In accordance with these results, the confidence intervals of estimators of the cholesterol mean via the EL ratio method are close to those corresponding to the parametric approach; therefore, we cannot observe a significant difference in the confidence intervals related to the approaches. However, differences between the parametric method and the EL ratio approach in the coverage probability of mean of cholesterol biomarker are much more appreciable. The EL ratio method provided a good result in that the coverage probability of the cholesterol mean is close to the expected 0.95, whereas the corresponding result of the parametric method gave 1 as the coverage probability. This result shows that, in this example, the proposed EL approach outperforms the traditional parametric method.

6. Conclusions

In this article, we proposed and examined different parametric and distribution-free likelihood methods to evaluate data subject to measurement errors. The common sampling strategy based on repeated measures and the novel hybrid sample procedure were evaluated. When the measurement error problem is in effect, we pointed out that the repeated measurements strategy may not perform well. The proposed hybrid design utilizes the cost-efficient pooling approach and combines the pooled and unpooled samples.

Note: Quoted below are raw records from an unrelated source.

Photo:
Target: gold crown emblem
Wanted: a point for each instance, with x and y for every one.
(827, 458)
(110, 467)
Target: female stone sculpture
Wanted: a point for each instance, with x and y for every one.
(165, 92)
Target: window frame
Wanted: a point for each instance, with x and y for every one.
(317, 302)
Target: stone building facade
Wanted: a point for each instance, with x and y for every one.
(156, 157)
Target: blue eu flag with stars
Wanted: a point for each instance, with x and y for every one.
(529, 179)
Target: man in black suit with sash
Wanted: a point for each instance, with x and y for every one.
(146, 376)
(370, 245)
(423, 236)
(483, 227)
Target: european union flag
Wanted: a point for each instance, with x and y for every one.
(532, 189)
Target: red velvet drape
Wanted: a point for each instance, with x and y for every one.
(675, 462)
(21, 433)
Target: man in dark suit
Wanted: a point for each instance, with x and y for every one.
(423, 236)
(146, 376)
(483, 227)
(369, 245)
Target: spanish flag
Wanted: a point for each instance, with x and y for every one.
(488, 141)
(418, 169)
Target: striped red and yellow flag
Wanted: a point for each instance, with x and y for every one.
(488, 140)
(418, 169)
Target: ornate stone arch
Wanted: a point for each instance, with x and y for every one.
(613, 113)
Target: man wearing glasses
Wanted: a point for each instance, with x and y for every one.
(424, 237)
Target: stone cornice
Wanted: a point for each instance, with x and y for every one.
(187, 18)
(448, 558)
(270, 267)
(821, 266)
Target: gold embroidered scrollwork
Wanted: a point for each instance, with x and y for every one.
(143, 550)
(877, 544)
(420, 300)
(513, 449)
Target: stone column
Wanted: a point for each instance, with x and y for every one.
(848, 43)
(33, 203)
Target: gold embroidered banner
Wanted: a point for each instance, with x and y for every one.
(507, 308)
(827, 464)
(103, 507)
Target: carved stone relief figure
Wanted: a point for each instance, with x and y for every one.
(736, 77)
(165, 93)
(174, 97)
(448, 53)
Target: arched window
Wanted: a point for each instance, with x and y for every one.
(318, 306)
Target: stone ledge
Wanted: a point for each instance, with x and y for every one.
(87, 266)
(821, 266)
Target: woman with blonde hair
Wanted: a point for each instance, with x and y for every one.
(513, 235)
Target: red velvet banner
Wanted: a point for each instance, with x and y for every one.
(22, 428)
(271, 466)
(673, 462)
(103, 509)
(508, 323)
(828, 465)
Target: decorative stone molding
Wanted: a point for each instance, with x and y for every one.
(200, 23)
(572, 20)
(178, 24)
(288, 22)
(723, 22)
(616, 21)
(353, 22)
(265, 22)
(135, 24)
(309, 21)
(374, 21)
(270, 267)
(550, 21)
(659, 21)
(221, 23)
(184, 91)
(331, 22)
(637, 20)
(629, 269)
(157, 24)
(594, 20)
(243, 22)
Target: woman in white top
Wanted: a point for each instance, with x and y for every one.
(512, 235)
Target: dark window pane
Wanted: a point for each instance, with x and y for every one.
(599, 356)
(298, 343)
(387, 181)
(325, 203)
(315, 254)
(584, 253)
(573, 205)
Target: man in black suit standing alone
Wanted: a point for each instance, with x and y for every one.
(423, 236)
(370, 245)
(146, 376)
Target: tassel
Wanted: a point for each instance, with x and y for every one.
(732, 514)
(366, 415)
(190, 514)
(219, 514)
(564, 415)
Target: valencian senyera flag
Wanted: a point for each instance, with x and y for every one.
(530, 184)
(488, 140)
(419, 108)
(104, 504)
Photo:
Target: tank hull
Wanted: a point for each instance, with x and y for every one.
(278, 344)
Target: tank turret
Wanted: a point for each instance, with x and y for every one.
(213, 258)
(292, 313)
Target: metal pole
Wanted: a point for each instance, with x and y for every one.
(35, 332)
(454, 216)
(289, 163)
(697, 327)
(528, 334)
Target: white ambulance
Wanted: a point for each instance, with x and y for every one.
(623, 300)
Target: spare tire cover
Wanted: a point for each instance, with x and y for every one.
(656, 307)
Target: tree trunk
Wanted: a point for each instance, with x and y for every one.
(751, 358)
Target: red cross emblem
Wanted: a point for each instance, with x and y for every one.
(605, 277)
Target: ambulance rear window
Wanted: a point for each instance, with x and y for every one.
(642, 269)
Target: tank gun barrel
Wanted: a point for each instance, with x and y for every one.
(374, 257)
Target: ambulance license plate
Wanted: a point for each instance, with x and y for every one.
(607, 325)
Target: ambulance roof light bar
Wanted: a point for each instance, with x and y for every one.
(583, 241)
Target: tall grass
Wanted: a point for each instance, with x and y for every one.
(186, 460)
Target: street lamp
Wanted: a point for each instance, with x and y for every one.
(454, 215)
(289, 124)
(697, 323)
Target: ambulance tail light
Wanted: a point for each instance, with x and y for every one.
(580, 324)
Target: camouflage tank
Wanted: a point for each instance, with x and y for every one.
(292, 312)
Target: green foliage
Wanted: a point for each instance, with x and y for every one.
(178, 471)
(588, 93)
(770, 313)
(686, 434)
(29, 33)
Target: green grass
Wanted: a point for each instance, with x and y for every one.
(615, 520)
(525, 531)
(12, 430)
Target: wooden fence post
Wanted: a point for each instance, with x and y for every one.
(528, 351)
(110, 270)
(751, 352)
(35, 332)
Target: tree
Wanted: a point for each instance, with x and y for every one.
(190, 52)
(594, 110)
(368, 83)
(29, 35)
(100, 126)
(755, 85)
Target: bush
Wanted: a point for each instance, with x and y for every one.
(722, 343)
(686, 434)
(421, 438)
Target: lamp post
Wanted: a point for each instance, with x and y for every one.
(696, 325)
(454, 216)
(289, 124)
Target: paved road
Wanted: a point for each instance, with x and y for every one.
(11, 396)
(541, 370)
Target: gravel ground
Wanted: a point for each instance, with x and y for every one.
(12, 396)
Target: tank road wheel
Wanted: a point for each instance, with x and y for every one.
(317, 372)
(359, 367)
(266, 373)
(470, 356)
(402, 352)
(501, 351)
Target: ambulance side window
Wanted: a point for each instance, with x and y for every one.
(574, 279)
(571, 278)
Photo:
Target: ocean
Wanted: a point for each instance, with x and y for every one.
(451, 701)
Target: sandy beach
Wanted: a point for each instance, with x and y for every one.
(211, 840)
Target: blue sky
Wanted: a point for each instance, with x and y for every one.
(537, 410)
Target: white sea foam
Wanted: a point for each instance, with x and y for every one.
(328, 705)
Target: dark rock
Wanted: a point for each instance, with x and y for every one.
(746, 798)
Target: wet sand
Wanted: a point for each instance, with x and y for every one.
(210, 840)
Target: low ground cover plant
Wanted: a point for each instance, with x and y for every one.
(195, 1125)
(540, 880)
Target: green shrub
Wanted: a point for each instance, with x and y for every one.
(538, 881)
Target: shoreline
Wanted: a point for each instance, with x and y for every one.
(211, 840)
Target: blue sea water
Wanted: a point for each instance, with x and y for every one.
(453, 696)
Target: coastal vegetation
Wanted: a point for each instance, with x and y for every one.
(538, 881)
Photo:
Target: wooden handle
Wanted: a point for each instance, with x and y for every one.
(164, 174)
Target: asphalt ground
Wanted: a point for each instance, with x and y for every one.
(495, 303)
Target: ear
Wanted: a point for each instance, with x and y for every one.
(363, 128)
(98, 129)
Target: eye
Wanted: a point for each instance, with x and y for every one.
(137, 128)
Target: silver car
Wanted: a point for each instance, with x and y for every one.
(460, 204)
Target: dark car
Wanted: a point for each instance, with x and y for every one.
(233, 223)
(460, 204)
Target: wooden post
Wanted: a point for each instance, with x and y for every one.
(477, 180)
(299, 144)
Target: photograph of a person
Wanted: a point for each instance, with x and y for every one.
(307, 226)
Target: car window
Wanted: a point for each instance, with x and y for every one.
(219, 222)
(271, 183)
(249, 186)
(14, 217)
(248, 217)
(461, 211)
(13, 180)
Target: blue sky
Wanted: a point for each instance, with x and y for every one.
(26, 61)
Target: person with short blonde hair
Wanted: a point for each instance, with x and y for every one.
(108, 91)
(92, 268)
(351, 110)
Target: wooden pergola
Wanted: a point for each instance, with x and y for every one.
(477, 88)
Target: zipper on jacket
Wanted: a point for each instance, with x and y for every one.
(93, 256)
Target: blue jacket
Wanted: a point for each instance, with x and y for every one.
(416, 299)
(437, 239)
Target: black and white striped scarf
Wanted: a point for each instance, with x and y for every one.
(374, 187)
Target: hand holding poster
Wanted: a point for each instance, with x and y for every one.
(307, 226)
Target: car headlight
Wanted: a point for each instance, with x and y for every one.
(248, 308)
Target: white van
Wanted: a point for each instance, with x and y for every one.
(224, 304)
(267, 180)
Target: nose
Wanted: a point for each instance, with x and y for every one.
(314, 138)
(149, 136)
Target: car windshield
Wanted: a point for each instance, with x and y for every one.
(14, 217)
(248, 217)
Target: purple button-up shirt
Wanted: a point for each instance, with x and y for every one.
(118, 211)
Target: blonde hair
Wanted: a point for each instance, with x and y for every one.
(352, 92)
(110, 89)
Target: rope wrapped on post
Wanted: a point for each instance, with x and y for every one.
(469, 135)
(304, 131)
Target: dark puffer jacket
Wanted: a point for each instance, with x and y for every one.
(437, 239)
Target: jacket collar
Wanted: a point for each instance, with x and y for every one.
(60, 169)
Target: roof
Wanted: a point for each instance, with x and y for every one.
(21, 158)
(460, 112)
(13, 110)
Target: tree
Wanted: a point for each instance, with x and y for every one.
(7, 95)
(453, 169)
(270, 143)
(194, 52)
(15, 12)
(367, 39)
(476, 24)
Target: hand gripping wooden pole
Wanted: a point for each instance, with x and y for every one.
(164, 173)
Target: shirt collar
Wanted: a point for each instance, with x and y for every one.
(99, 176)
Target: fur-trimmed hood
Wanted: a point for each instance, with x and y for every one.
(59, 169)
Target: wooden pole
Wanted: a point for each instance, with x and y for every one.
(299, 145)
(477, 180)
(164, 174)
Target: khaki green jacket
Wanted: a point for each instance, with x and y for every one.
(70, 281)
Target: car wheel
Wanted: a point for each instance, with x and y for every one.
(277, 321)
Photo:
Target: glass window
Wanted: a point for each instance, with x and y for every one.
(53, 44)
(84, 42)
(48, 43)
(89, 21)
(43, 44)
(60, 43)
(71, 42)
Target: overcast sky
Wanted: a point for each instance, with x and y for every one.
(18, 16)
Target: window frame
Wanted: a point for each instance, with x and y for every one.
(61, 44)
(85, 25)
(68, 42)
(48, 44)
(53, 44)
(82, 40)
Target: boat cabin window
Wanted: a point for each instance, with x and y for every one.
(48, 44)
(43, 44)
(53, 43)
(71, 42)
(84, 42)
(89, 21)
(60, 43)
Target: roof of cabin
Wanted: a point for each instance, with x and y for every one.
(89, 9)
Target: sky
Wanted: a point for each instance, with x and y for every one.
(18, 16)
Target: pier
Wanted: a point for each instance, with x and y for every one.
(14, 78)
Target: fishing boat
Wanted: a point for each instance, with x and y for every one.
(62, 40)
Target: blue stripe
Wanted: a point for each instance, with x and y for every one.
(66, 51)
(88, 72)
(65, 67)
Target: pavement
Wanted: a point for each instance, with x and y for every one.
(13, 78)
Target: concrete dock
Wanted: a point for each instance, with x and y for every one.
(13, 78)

The study done in this paper has confirmed that the strategy to repeat measures provides a lot of information just related to ME distributions, reducing efficiency of this procedure compared to the hybrid design in the context of the eva uation of biomarker’s characteristics. The EL techniques, very efficient nonparametric methods, were proposed to apply to data subject to ME.

To verify the efficiency of the hybrid design and the EL methodology, theoretical propositions as well as the Monte Carlo simulation results were provided.

The numerical studies have supported our arguments that the likelihood based on pooled-unpooled data are more efficient than those based on the repeated measures data. We showed the EL method can be utilized as a very powerful tool in statistical inference involving measurement errors.